That night in the snow was one of those situations. All I could do was stare dumbly at my car, now blocking the alley and stuck in a snow mound. Mr. B always watches me leave to make sure I get out safely, and as I tried to get my car unstuck, he looked sympathetic. When I turned off the car, he understood. He went back into the condo and returned with hot steaming water and a shovel. I started to dig my car out and he splashed the snow under the tires with the water. We didn’t need words.
Once we’d done all we could, I surrendered the keys to him (I was ready to admit defeat) and let him try to pull out. Success!
He grinned from the driver’s seat when I went to give him a hug. I kissed my new hero of the day and said thank you. “Honto ni suki des!” I explained. That phrase means “I love you” in Japanese. It’s a bit of a running joke between us.

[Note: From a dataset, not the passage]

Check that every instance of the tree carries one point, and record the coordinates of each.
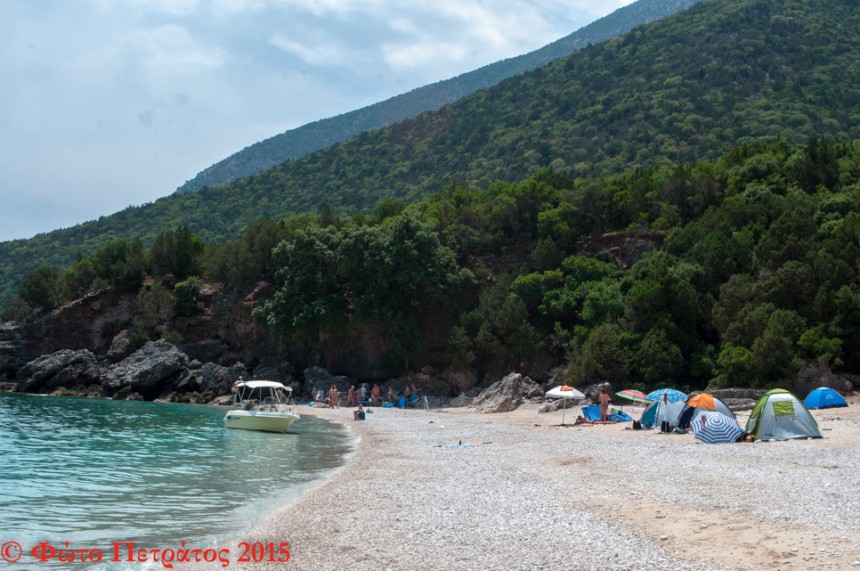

I drove off then, and I could still feel the smile of his lips against mine at home hours later. It’s so important to have communication in a relationship, and having disabilities like the silent ones I have require additional patience from both of us. Mr. B has learned to understand when it’s a good time to offer alternative words, and when it is best to keep quiet. I’ve learned to control my temper when I’m frustrated with myself. We will have our spats now and then. But at the end of the day, we understand each other, even when words become elusive and silent. That means so much to me. Happy Valentine’s Day, Mr. B. Honto ni suki des!